On remarque que cette passe est adaptée à la montaison (migration d’aval vers l’amont) mais pas à la dévalaison (migration d’amont vers l’aval), comme malheureusement la majorité des dispositifs de franchissement en France et ailleurs. Certes la quasi-totalité des populations de grande alose, lamproie marine et saumon meurt après la fraie, et ne redescend donc pas en mer, mais les jeunes individus ainsi que l’anguille (celle-ci grossit en rivière et fraie en mer) entreprennent au cours de leur cycle de vie une migration de dévalaison afin de rejoindre l’océan.
Des études ont montré une mortalité dans les turbines des centrales hydroélectriques situées sur le « Rhin supérieur », lors de la dévalaison, définie comme minime pour les jeunes saumons (environ 5%) car les hauteurs de chute sont peu élevées. Mais si on multiplie ce chiffre au nombre de barrages à franchir depuis l’amont du bassin, on pourrait alors atteindre une part importante de mortalité…
La mortalité des anguilles a été évaluée de 15 à 20 % lors du passage par les turbines d’une centrale du Rhin.
Des dispositifs d’évitement existent comme les by-pass (évitement d’entrainement dans les turbines par déflecteur et exutoires de dévalaison) ou des barrières répulsives. Mais ces dispositifs ne sont pas adaptés à tous les sites (facteurs débit, embâcles, récurrence des crues, espèces cibles) et leur efficacité est encore floue. Des turbines spécialement conçues pour minimiser la mortalité lors du passage des poissons existent notamment aux USA.

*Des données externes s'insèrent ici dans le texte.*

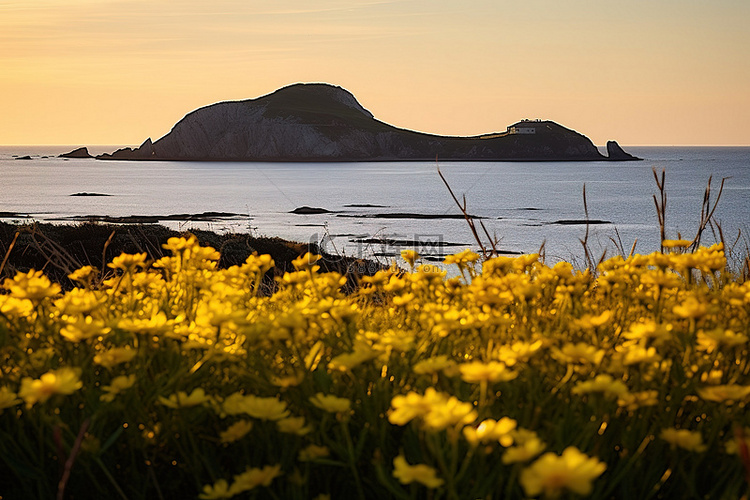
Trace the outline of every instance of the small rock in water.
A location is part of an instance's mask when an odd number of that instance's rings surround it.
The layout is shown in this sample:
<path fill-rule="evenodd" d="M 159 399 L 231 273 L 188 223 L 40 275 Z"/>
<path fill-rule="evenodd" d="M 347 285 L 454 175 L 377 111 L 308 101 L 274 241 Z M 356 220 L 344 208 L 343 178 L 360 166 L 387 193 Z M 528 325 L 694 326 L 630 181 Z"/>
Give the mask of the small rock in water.
<path fill-rule="evenodd" d="M 303 207 L 297 207 L 291 212 L 290 214 L 297 214 L 297 215 L 315 215 L 315 214 L 330 214 L 330 210 L 326 210 L 325 208 L 320 207 L 308 207 L 307 205 Z"/>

La meilleure solution serait sans doute l’arrêt ponctuel des turbines lors des pics de migration, surtout pour l’anguille dont la période de dévalaison correspond aux crues automnales, mais les débits à turbiner sont importants à cette époque de l’année…
Notons que la petite centrale de Brisach est équipée d’un dispositif unique pour la montaison et la dévalaison des poissons.
Actions en parallèle
Les lourds aménagements du Rhin depuis le XIXe siècle ont durablement bouleversés les écosystèmes de ce fleuve considéré autrefois comme l’un des plus importants fleuves à saumons d’Europe. En cause, la rectification et la chenalisation du lit, la création de barrages, l’extraction de granulats, la pollution du fleuve,…
Opérations d’alevinage
L’association Saumon-Rhin ainsi que les Fédérations de pêche locales mènent des campagnes d’alevinage de saumon et grande alose dans les secteurs susceptibles d’accueillir ces populations.
Actuellement, des alevinages sont réalisés notamment sur l’Ill avec 500 000 alevins de saumons par an. Egalement, un programme « LIFE grande alose » a permis d’implanter entre 2008 et 2010 sur le Rhin plusieurs millions de larves de grande alose provenant de la Garonne (projet mené par des équipes de l’IRSTEA et MIGADO).
D’autres passes ?
Le barrage de Strasbourg devrait être franchissable en 2016, ouvrant un peu plus la route migratoire vers l’amont du bassin.
Le remplacement de la passe à poissons du barrage de Kembs par un dispositif plus performant permettra une meilleure franchissabilité dans ce secteur encore cloisonné.
La problématique de la dévalaison serait à développer.
La restauration des milieux
Les retour des migrateurs sur le bassin rhénan grâce à l’ouverture des routes migratoires ne peut être pérenne que si le fleuve présente des milieux capables d’accueillir et maintenir les populations.
Mes remerciements à l’association Saumon-Rhin pour les informations apportées ainsi qu’à l’équipe de Passage 309 pour la qualité de son accueil.